How does duplicate detection scale with file size?

Duplicate removal uses a streaming external merge-sort. In the first pass, a compact sort key for each row is written to the browser's private file system (OPFS) — never the full row. The second pass merges those keys to identify the first occurrence of each unique row. The third pass streams the original file again and writes only the kept rows, in their original order. Because only sort keys are held in memory rather than every row, deduplication completes on files too large to fit in RAM — where a traditional in-memory approach would run out of memory and crash.

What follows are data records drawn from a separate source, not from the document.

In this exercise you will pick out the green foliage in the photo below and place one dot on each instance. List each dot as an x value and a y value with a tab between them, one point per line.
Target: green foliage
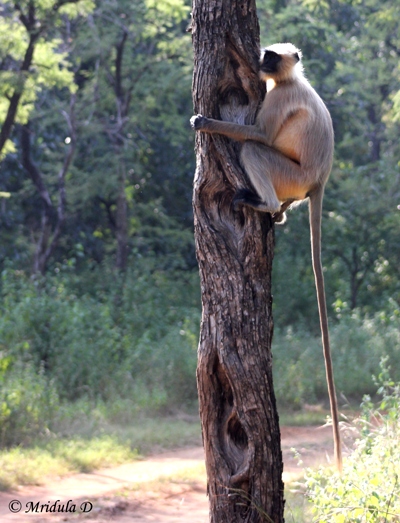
28	402
138	331
368	489
358	344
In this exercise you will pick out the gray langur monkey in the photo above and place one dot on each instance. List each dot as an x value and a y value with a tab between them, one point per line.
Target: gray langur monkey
287	155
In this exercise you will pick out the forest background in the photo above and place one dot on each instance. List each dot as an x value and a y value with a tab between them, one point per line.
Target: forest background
100	299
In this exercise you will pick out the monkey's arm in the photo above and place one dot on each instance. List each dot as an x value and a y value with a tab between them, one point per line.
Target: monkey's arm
235	131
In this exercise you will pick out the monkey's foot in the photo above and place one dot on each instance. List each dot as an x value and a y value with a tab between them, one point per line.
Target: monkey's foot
250	199
198	122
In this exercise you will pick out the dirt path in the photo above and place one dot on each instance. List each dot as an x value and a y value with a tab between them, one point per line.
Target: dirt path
165	488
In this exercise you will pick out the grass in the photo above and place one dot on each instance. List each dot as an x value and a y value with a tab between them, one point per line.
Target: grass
113	445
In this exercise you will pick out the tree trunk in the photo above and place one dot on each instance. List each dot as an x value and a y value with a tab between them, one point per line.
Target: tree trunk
121	220
234	249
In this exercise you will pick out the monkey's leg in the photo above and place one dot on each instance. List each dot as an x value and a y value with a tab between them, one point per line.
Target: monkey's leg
274	177
280	217
237	132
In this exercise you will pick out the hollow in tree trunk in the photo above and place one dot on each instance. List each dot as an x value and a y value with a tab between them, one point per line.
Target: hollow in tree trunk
240	423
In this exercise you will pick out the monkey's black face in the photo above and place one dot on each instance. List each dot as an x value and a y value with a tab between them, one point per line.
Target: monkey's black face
270	62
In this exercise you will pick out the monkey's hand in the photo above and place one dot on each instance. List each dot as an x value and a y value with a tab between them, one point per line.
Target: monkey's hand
198	122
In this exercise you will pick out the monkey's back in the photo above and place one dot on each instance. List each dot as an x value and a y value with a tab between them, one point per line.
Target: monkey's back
303	129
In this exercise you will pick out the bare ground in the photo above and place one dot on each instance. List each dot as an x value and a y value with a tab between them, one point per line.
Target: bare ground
164	488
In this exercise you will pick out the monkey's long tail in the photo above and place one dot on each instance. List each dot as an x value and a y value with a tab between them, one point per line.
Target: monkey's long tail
315	231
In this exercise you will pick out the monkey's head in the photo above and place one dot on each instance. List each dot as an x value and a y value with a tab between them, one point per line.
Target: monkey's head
280	62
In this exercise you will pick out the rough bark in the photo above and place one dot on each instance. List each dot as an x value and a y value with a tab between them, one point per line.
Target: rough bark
240	424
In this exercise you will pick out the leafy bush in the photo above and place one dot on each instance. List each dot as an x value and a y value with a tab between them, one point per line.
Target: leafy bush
28	404
357	346
368	491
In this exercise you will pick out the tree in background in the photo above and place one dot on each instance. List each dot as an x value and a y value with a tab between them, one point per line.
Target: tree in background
29	55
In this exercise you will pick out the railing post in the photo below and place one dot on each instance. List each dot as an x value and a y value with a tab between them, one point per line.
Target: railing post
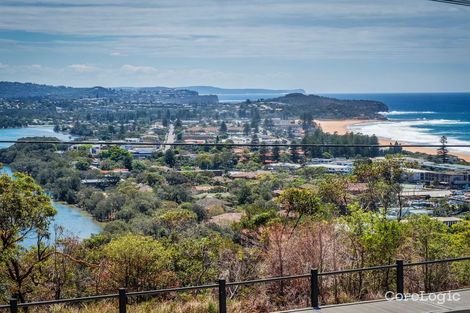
222	296
122	300
13	305
314	290
400	279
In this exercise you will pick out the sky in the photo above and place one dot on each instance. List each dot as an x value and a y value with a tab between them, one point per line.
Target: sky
322	46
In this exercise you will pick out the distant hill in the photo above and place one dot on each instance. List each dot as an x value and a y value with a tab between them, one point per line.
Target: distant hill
10	90
296	104
15	90
209	90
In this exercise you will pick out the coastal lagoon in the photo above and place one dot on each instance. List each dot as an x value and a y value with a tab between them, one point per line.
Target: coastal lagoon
72	220
33	131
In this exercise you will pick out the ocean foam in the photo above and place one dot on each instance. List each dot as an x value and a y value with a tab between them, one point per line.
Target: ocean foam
404	131
406	112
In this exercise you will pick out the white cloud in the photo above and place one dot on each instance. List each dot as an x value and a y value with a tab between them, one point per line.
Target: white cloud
134	69
83	68
117	54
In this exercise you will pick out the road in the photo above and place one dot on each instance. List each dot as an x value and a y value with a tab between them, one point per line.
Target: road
461	305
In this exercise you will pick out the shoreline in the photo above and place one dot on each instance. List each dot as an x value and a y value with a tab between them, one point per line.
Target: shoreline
342	127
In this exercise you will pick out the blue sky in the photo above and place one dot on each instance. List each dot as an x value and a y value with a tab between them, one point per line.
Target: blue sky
321	46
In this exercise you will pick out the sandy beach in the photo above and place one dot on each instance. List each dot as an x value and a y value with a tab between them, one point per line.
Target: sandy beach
342	126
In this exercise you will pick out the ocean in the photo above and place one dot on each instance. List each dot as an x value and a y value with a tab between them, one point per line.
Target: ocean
420	118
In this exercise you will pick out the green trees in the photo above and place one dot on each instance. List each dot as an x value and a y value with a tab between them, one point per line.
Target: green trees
118	155
169	158
137	262
383	179
25	210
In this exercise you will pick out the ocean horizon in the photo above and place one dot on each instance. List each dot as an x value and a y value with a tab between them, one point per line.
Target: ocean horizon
420	118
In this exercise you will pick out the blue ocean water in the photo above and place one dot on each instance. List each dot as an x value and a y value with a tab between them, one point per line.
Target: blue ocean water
69	218
420	117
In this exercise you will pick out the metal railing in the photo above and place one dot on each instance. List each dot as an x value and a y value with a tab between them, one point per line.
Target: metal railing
222	285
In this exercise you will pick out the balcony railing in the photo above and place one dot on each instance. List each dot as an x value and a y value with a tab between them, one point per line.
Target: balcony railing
222	285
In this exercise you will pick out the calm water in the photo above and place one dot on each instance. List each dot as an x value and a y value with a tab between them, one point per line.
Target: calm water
71	219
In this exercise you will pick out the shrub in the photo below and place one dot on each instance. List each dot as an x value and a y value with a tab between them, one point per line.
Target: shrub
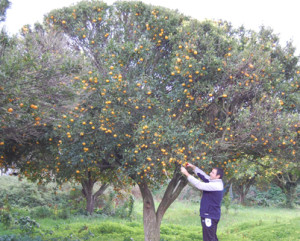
271	197
28	194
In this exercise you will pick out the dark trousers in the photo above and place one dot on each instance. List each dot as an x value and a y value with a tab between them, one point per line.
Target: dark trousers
209	229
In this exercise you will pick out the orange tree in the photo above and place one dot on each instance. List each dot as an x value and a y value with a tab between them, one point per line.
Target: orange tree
246	98
35	74
162	89
242	89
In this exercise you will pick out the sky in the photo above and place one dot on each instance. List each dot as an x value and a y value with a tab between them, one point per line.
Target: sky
282	16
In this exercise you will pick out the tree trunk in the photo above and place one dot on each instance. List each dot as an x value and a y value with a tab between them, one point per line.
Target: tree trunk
152	220
87	190
290	191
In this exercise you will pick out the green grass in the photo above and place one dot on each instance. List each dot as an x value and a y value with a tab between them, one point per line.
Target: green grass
181	222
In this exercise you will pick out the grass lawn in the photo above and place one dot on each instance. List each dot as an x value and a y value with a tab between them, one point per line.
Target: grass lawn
180	223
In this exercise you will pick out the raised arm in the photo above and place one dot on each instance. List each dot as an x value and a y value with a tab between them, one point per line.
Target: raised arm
204	177
210	186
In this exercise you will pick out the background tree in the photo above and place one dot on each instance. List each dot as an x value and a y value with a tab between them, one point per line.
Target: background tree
34	85
4	5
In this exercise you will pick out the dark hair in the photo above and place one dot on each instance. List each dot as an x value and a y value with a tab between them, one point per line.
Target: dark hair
219	171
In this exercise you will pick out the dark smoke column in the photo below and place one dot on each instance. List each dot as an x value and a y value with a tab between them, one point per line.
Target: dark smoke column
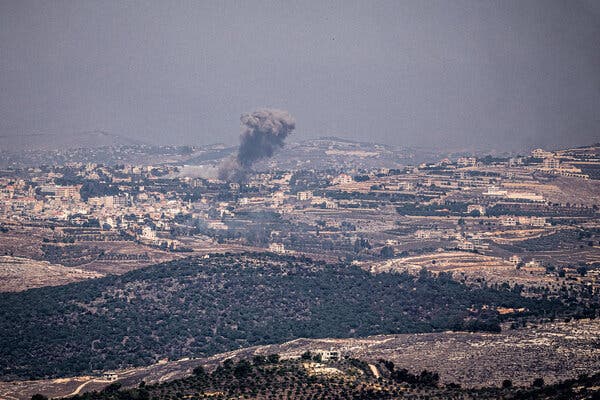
264	132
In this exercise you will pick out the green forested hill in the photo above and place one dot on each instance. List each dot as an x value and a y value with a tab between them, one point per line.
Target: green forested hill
197	307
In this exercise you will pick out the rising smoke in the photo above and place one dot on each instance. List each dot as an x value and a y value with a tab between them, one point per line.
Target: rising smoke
263	132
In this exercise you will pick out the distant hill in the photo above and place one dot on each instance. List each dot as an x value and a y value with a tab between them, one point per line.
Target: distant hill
200	307
88	139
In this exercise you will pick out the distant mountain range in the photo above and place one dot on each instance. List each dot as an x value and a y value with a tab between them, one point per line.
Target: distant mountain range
87	139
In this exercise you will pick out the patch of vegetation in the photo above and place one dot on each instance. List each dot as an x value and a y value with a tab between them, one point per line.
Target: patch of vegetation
200	307
352	379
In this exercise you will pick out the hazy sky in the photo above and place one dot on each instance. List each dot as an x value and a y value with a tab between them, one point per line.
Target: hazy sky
495	74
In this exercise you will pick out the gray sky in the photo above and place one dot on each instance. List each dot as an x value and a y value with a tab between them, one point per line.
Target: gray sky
487	74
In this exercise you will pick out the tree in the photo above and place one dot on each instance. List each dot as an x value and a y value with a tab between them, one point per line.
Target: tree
259	359
273	358
538	382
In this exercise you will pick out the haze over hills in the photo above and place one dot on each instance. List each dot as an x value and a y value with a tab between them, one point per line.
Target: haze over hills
88	139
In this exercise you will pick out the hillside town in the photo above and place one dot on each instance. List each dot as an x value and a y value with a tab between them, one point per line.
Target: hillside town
534	215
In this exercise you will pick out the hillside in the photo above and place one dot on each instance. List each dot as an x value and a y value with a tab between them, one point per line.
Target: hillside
350	378
199	307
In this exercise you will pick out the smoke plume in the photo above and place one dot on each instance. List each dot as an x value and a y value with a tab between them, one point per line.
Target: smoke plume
263	132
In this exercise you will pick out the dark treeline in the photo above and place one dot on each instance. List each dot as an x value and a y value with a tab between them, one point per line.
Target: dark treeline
200	307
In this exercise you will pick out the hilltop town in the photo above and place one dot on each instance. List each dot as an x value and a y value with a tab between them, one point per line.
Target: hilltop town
521	219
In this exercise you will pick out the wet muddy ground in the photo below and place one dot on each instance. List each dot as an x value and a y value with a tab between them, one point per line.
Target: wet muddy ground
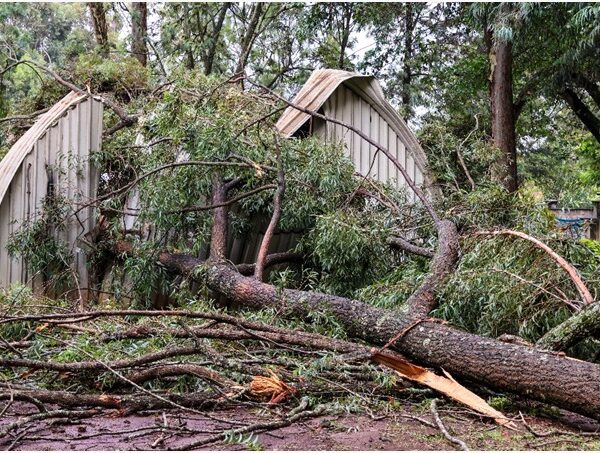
397	430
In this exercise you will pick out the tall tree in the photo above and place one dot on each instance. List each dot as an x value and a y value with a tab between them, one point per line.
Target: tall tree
100	24
502	108
139	31
412	44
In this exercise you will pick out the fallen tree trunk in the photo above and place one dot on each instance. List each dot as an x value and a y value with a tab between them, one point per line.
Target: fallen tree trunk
568	383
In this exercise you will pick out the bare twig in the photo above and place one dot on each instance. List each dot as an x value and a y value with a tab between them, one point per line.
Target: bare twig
442	428
256	427
585	294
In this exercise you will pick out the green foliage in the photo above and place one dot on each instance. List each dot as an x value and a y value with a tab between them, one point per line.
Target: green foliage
37	243
122	75
505	285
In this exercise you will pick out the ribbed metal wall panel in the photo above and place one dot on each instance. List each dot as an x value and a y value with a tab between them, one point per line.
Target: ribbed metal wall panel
56	149
347	106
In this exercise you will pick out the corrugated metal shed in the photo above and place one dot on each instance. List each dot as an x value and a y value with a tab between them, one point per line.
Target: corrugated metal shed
359	101
53	154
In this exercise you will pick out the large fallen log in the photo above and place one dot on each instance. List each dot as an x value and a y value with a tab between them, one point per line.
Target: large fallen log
556	379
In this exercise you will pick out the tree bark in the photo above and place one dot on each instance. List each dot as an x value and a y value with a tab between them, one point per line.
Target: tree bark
209	59
100	25
218	241
555	379
139	32
249	37
503	111
406	64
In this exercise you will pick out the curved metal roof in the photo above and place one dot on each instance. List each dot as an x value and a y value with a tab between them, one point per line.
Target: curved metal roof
322	83
11	163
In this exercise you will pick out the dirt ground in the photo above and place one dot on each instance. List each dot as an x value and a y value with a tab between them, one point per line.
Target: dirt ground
400	429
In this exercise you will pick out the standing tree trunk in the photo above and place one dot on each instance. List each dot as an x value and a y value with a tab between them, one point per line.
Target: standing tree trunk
503	110
139	31
408	54
209	58
100	25
347	23
249	37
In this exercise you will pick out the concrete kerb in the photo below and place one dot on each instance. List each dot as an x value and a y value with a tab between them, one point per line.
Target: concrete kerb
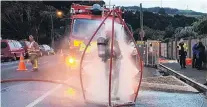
200	87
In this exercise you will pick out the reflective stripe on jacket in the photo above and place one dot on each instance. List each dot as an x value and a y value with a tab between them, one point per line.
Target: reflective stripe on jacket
33	48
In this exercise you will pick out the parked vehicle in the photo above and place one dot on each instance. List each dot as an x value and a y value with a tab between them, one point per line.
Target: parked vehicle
46	50
25	45
11	50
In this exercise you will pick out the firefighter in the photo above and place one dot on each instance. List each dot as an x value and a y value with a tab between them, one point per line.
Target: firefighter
33	51
104	52
182	53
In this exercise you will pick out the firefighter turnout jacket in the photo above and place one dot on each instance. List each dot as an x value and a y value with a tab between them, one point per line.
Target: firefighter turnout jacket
33	49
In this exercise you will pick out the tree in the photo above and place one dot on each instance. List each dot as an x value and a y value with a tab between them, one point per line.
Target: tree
185	32
162	11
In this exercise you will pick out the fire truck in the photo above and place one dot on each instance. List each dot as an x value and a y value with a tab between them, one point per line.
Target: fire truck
88	25
84	21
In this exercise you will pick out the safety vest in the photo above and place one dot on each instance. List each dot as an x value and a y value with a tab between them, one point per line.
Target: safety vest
33	49
184	46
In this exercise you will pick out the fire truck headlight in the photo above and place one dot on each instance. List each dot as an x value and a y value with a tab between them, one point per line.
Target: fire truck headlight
71	60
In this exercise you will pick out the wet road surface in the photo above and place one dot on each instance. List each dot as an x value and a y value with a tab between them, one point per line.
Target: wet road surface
45	94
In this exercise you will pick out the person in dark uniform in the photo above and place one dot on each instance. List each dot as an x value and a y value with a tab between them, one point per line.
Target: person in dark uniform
200	55
195	52
182	54
116	57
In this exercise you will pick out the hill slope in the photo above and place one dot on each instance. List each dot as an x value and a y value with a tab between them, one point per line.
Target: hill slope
172	11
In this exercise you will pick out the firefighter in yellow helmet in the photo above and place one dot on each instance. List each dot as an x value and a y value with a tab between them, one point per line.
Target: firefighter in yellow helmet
33	52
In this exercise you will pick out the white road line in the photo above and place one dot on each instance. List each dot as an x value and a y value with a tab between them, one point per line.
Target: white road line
38	100
7	68
44	96
14	86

Engine v2.3 · Last updated: February 26, 2026 · Intel i5-12600KF · Chrome 131 · Windows 11

Data Cleaner Performance Benchmarks

Smart Clean All (trim whitespace + remove empty rows/columns + deduplication) processes 10 million rows in 23 seconds (~435K rows/sec). Here's the full methodology, per-operation breakdown, and what affects speed on your machine.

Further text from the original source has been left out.